Occorre al più presto: investire su scuola, formazione e sui processi educativi (partendo, soprattutto nelle periferie dalla diffusione del tempo pieno; dal riequilibrare lo squilibrio tra Nord e Sud sui servizi 0-6, con un occhio particolare ai primi tre anni di vita; da un’implementazione del piano nazionale di contrasto della povertà educativa). Raccogliere con programmi e politiche innovative la nuova domanda di servizi e beni fondamentali che può dare vita a buone imprese e buoni lavori nella cura delle persone, nell’educazione, nella casa, nella cultura, nella mobilità (anche connettendo in modo stretto e utile le politiche di sostegno al reddito con quelle attive del lavoro, guardando in particolare all’occupazione femminile e a quello dei giovani). Superare una visione dei servizi sanitari e socio-sanitari che negli ultimi anni è stata squilibrata solo sui parametri del contenimento o della messa a profitto della sofferenza per tornare a parlare di una salute che si tutela nel territorio assumendo come oggetto di cura non solo la malattia ma anche le determinanti sociali (casa, lavoro, qualità dell’ambiente, cultura) che la condizionano/influenzano. Rivisitare il sistema di welfare che preveda il passaggio da forme assistenziali, contenitive e istituzionalizzanti, estremamente costose ed inefficaci, spesso disumane e divoratrici delle capacità e dei desideri delle persone, a modelli di welfare comunitari, generativi, strutturalmente intrecciati con sistemi di economie solidali finalizzati a tutelare e promuovere libertà delle persone e benessere economico e collettivo.
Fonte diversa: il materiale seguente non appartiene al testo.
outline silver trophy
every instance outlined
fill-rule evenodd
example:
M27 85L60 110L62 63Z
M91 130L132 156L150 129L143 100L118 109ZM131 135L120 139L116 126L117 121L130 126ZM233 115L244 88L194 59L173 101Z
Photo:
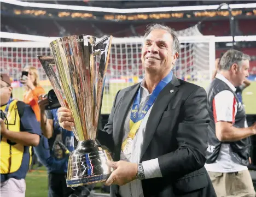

Tutto questo, chiaramente declinato a livello locale, deve entrare a pieno titolo anche nel dibattito che si è aperto in città sulle prossime elezioni amministrative. In questo il laboratorio aperto da “RiCOSTUITUENTE per Napoli” può essere il luogo ideale per costruire e proporre ad altri – partiti, sindacati, movimenti – tale prospettiva. Perché in quel percorso, già oggi si registra un meticciato tra competenze, culture, professionalità e approcci differenti che appaiono adeguati per costruire un’idea di città dove le politiche per i fragili non siano più considerate “politiche deboli perché rivolte ai soli deboli” ma come una delle priorità da cui partire per lo sviluppo dell’intera città. Nella consapevolezza, per dirla con Papa Francesco, che solo partendo dai margini e dalla tutela dei “resti” si può costruire una città giusta, produttrice di buona vita per tutte e tutti, primi o ultimi che siano.